We're leaving Escala at three a.m. I wish we could take Ana with us so I would be sure of her safety. Instead I will rely on Gates. I know I can count on him. He met Ana once and like every other male who's ever met her, he fell in love immediately. We need to figure out why someone wants Ana dead. It makes no sense but there is no time to dwell on it. I need to bring Welch up to date and have him coordinate with Gates team.
Tpov
I'm floating. I'm cold. I try to open my eyes but its a no go. I can feel and hear wind, so I must be outside. Then I hear the chopper. Shit. I know where I am now Forward Operations Base Alpha. We're bugging out. Local rebels are overrunning the base. I need my weapon. I struggle to move. Someone is holding my hand, trying to reassure me. I still can't open my eyes. Weird. It feels like a woman, it feels so familiar. She strokes my face. Its comforting. Its a woman, must be a nurse. Shit, I must be wounded. I feel myself moving, the sound of the rotor blades getting louder and louder. I feel myself falling again. Fuck. I hate Afghanistan.
Wpov
Gates sent three birds to take us to the ranch. One for passengers, Grey, Flynn,Gail, Ryan, Reynolds and myself. The second chopper was for the extra security that Gates provided. They will provide primary security at the ranch. Our guys need to stand down for a bit. The last chopper was for electronics. We left nothing behind. Every lap top, hard drive and cell phone came with us. For the first and only time Escala will be dark. No one will be there manning security. What we couldn't take, I destroyed. I'm just grateful we all made it out alive. There is a forth helicopter. Its a med evac I arranged with The Moving Company. Sawyer and Taylor are aboard along with 2 nurses and a surgeon, Dr D.
Flynn and I both disagree with keeping Taylor sedated 24/7 for five whole days. The surgeon, Dr D, argued back the artery has been repaired twice in less than 72 hours. If it fails again, because of movement, it won't leak blood, it will rupture and gush blood.
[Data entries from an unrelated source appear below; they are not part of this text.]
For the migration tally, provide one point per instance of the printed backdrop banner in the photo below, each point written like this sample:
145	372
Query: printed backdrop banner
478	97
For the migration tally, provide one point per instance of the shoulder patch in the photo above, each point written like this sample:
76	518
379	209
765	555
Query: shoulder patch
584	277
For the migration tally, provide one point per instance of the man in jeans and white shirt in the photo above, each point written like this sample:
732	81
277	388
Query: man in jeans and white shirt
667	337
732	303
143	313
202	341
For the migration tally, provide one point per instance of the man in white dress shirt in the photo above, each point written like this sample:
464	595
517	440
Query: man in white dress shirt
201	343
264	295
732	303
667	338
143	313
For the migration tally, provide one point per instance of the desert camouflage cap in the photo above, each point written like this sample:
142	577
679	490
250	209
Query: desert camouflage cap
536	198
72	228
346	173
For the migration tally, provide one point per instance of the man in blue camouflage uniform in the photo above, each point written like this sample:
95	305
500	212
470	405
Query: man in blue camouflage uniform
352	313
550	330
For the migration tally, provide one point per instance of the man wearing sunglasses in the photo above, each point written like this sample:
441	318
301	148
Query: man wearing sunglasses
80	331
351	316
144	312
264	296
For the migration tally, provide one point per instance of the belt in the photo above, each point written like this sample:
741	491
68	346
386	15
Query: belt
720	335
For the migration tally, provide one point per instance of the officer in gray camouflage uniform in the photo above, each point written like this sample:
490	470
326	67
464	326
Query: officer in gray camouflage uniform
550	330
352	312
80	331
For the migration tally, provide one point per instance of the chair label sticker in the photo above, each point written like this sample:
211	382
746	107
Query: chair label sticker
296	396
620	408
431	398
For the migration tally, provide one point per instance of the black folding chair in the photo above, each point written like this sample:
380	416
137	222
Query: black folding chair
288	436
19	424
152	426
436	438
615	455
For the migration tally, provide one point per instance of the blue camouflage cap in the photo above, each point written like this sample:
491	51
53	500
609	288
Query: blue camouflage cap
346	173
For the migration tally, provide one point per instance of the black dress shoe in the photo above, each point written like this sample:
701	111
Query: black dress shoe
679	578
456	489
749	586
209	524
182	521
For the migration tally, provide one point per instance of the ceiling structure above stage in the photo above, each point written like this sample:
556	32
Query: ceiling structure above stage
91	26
Taylor would be dead before the doctor could grab a scalpel. So, Taylor has become Sleeping Beauty. Sometimes he becomes very agitated. Gail sits with him then and talks to him. It seems to calm him down. Too bad it doesn't calm her down. She always leaves him sobbing. Grey won't tell her what Taylor said but he did advise her how he no longer believed they had an affair.
The pilot has informed us we will be landing shortly. Maybe when we have all had eight hours sleep, we will be able to think more clearly and figure out who the hell is attacking us.